Don Romualdo era muy mirado en el hablar pero los feligreses lo oían como quien oye llover. A Mamerto Paixón lo envolvieron en una manta y lo llevaron a Orense en el taxi de Reboredo, que vino enseguida; llegó casi agonizante, pero hubo suerte en la operación y a los pocos días empezó a mejorar.
– ¿Quedó algo de la Anduriña?
– Poco, ¿por qué?
– Por nada, porque estoy deseando ponerme bueno para probar otra vez, yo creo que fue un fallo de la transmisión.
– Bueno, déjate de parvadas que ya libraste de buena, no se puede andar tentando a Dios todos los días.

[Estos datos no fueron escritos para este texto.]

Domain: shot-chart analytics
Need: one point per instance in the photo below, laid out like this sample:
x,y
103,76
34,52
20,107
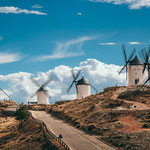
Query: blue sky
x,y
40,36
31,35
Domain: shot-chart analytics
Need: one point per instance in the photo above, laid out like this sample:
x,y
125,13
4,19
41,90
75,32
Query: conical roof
x,y
135,61
82,81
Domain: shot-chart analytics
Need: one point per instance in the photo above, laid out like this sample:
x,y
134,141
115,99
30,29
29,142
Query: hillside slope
x,y
113,115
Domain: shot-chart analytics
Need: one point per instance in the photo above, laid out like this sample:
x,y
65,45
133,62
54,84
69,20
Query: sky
x,y
46,38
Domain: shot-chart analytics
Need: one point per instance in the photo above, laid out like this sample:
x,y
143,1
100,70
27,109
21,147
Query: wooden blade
x,y
73,75
70,86
146,81
125,66
131,55
94,88
124,53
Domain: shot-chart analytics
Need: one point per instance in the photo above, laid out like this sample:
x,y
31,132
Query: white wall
x,y
135,72
83,91
42,98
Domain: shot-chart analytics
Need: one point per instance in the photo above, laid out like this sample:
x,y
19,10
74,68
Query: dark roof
x,y
135,61
82,81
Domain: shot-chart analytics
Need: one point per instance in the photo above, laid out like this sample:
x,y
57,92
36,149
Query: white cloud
x,y
107,43
98,74
1,38
134,43
9,57
16,10
66,49
133,4
79,14
37,6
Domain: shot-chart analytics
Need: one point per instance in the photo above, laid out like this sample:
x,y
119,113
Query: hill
x,y
119,116
25,134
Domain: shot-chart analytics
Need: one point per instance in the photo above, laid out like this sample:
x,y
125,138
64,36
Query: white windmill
x,y
134,68
82,86
41,93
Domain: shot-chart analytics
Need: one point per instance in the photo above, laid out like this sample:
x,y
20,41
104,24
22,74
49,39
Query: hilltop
x,y
119,116
25,134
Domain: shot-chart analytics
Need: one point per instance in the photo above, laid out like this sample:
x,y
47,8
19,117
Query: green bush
x,y
22,113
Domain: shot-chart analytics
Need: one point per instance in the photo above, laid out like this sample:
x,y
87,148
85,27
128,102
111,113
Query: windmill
x,y
42,93
82,86
6,94
145,57
127,60
134,68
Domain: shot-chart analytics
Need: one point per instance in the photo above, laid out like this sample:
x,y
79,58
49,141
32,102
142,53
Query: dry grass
x,y
98,114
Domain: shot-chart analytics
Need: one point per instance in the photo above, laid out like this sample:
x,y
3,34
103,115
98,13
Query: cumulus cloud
x,y
16,10
9,57
107,43
79,14
71,48
134,43
133,4
100,75
37,6
1,38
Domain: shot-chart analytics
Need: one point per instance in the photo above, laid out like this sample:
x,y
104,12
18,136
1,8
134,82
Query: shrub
x,y
22,113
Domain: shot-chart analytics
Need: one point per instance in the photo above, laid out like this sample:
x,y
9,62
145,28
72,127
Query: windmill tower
x,y
82,86
145,57
134,68
41,93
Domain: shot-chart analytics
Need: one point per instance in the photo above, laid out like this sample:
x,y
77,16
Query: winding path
x,y
73,137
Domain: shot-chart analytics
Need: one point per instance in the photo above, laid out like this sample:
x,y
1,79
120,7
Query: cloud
x,y
9,57
133,4
16,10
107,43
71,48
79,14
134,43
37,6
1,38
100,75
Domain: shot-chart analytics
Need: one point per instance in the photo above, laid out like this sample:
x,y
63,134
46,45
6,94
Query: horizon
x,y
45,39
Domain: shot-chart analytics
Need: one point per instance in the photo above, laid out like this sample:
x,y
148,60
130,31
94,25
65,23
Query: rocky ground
x,y
23,135
111,116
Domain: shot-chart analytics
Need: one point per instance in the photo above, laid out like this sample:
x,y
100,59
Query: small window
x,y
136,81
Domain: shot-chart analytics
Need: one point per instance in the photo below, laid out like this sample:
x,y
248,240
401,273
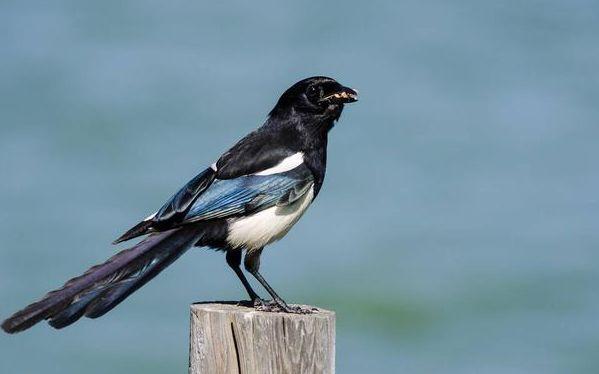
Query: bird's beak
x,y
342,96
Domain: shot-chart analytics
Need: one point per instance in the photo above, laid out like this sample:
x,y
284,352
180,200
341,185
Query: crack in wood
x,y
236,349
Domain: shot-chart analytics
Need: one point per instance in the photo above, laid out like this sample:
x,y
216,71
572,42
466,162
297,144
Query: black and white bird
x,y
249,198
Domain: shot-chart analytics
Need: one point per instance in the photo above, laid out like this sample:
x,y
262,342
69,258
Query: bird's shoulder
x,y
260,150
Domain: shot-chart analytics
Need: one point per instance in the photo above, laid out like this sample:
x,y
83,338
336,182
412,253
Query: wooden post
x,y
231,339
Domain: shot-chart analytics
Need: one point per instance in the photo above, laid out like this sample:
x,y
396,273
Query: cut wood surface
x,y
230,339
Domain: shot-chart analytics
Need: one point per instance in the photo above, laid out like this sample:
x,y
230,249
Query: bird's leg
x,y
252,265
234,261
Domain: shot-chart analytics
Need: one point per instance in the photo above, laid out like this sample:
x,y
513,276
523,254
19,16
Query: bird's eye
x,y
314,93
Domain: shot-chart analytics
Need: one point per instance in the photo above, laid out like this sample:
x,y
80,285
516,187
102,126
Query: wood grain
x,y
231,339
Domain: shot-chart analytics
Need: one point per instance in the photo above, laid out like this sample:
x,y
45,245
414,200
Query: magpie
x,y
249,198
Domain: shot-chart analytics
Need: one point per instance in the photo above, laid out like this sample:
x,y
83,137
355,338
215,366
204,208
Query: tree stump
x,y
226,338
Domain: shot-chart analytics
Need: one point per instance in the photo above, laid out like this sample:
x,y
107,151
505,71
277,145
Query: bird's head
x,y
321,96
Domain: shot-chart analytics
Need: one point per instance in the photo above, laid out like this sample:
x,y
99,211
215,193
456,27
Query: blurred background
x,y
457,230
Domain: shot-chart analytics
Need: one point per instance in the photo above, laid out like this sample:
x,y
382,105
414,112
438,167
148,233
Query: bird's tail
x,y
104,286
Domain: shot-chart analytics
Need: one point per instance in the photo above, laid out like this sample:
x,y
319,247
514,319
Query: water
x,y
458,227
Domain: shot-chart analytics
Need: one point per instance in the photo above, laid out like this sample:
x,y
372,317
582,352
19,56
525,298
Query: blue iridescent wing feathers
x,y
231,197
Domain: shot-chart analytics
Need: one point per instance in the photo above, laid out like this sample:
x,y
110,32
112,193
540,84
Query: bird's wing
x,y
250,193
246,160
258,151
175,209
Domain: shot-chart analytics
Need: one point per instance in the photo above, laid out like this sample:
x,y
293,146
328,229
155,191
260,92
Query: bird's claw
x,y
280,307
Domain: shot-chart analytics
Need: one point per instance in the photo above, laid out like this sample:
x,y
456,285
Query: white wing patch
x,y
286,164
150,216
267,226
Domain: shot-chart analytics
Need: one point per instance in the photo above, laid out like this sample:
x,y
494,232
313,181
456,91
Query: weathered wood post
x,y
228,339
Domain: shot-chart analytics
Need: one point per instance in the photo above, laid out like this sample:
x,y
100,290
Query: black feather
x,y
103,286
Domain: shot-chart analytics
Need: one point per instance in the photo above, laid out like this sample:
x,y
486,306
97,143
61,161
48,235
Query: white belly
x,y
268,225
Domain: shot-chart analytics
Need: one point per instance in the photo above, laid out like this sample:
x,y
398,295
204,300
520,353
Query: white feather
x,y
150,216
286,164
267,226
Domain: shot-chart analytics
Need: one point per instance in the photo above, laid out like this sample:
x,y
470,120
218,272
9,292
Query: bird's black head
x,y
321,96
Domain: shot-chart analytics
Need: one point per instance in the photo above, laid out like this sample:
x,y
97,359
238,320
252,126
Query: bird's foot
x,y
280,306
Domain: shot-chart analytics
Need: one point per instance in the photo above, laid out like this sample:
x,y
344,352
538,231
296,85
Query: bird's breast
x,y
268,225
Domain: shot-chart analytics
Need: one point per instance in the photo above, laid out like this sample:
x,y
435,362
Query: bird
x,y
249,198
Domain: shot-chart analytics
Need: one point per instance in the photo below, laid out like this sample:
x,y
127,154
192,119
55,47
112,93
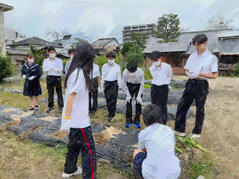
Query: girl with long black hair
x,y
75,116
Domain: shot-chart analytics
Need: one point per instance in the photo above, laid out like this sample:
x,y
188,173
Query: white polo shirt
x,y
79,114
53,67
134,78
111,73
162,75
161,161
206,63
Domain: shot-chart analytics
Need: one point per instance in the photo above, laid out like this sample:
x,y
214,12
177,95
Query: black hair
x,y
155,55
83,59
199,38
132,66
72,50
152,114
50,48
111,54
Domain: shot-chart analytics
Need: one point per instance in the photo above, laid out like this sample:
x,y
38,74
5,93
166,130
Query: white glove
x,y
192,75
31,78
128,98
139,99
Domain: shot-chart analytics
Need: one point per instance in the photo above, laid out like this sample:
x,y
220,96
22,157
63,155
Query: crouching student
x,y
162,75
75,116
155,158
93,101
133,84
111,82
31,72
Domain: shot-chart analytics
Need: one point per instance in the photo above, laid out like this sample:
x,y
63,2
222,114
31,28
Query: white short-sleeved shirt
x,y
162,75
206,63
161,161
96,71
80,117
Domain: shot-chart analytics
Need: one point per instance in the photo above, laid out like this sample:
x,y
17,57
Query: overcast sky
x,y
106,18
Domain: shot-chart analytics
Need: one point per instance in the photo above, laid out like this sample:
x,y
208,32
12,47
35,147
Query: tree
x,y
139,38
168,28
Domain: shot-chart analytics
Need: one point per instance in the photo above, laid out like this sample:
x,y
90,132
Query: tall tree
x,y
168,28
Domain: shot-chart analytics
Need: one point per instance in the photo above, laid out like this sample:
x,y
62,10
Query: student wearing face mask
x,y
162,75
31,72
111,82
53,67
71,53
133,85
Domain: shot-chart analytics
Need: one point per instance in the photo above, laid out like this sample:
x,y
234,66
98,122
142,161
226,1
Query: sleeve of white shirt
x,y
214,67
124,81
170,74
45,66
141,141
76,85
188,63
141,89
97,71
119,77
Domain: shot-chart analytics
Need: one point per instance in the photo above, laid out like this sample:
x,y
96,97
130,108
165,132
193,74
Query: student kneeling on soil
x,y
133,84
75,116
155,158
31,72
162,75
111,82
201,66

Doña María Auxiliadora Mourence, viuda de Porras, la madre de la moza que no quiso casarse con Adolfito porque iba para muerto, era una dama gorda, muy gorda, con juanetes y de andar renqueante que tenía isócronamente acompasados sus reflejos, características y exhalaciones varias, el orden es el orden, a saber: dos pasos, cinco latidos del corazón, pluma resbalona, pausa, golpe de tos, pedorrera en cascada, tic de hocico, pausa, flato medio abortado, lamento suspirador, solo de hipo, pausa, y así hasta el día siguiente, el mes que viene, el año próximo y Dios mediante. La famosa escofina Losada destruye por encanto y sin dolor callos, ojos de gallo y uñas gordas.